Vettel che vola nelle libere, gli altri che inseguono o si illudono di farlo.

Alonso lontano e imbarazzato,

“avere davanti la Toro Rosso non va bene” dice quasi rosso in viso.

Un rossore per nulla rampante.

Sì, Suzuka, le solite cose di questa F1 che piange con sbrigativa partecipazione una sfortunata e coraggiosa ragazza che non c’è più.

Maria de Villota.

Si è spenta stamane, in una stanza d’albergo, a Siviglia, sembra per cause naturali.

E allora penso a questa tenera e dolce donna sfortunata che ha passato la vita cullando il sogno di arrivare in F1, che quando ci è arrivata è finita immancabilmente in un team di serie D, che nel team di serie D è stata messa a fare i test più mortificanti che ci siano, quelli di aerodinamica, che durante un test si è quasi ammazzata finendo rovinosamente contro il portellone di un tir in un circuito di serie B con un box che neanche i go-kart elettrici a Riccione, vittima di un incidente da casello dell’autostrada.
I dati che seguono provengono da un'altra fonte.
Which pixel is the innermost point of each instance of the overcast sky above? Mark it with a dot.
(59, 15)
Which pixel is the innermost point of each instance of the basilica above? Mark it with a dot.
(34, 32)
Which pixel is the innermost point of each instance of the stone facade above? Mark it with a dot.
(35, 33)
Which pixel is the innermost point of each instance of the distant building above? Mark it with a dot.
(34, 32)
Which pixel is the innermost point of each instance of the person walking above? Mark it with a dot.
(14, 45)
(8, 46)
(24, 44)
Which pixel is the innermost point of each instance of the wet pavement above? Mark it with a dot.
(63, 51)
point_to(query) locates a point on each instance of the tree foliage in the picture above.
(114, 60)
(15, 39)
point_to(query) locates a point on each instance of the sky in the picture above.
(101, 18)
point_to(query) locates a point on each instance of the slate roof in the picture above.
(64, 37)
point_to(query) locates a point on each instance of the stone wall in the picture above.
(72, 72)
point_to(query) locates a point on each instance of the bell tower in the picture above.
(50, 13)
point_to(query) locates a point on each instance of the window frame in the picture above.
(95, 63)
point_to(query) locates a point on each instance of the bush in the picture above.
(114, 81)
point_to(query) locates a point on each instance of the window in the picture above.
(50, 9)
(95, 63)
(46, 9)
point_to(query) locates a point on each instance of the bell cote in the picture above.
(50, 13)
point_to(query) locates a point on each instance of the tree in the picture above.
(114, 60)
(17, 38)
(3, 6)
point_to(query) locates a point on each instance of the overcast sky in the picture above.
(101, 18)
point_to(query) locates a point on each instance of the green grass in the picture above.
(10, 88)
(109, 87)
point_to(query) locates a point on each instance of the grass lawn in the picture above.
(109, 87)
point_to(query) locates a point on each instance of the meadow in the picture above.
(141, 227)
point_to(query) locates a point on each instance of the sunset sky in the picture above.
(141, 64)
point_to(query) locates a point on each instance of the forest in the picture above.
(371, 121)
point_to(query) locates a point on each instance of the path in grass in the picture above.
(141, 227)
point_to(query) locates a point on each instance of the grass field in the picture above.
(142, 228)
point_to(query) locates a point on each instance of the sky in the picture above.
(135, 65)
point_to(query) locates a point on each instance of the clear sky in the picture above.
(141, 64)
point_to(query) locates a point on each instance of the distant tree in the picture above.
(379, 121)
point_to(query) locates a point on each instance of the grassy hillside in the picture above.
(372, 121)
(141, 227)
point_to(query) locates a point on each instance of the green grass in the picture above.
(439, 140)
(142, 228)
Penso che in quel devastante impatto ha perso un occhio, che le hanno ricostruito il viso, la fronte, il cranio, penso ai 140 punti per ricomporre il puzzle del suo sorriso, penso che tornata in pubblico ha sfoggiato con coraggio e bellezza una benda sull’occhio destro perso per sempre, che è diventata ambasciatrice della sicurezza e della vita, che ha detto “credo nel destino e ora sento di poter offrire agli altri più di quanto davo in passato”, che ha urlato “la vita è bella”, che ha scritto un libro nonostante i devastanti mal di testa che la tormentavano, che l’ha intitolato “La vita è un dono”.

Soprattutto, penso che dopo aver ripetuto mille e mille volte quella frase, dopo aver fatto comprendere ai tanti e troppi sfortunati della vita l’importanza di quel dono splendido e doloroso, Maria stamane non si è più svegliata.

Così non è giusto. Così è davvero troppo.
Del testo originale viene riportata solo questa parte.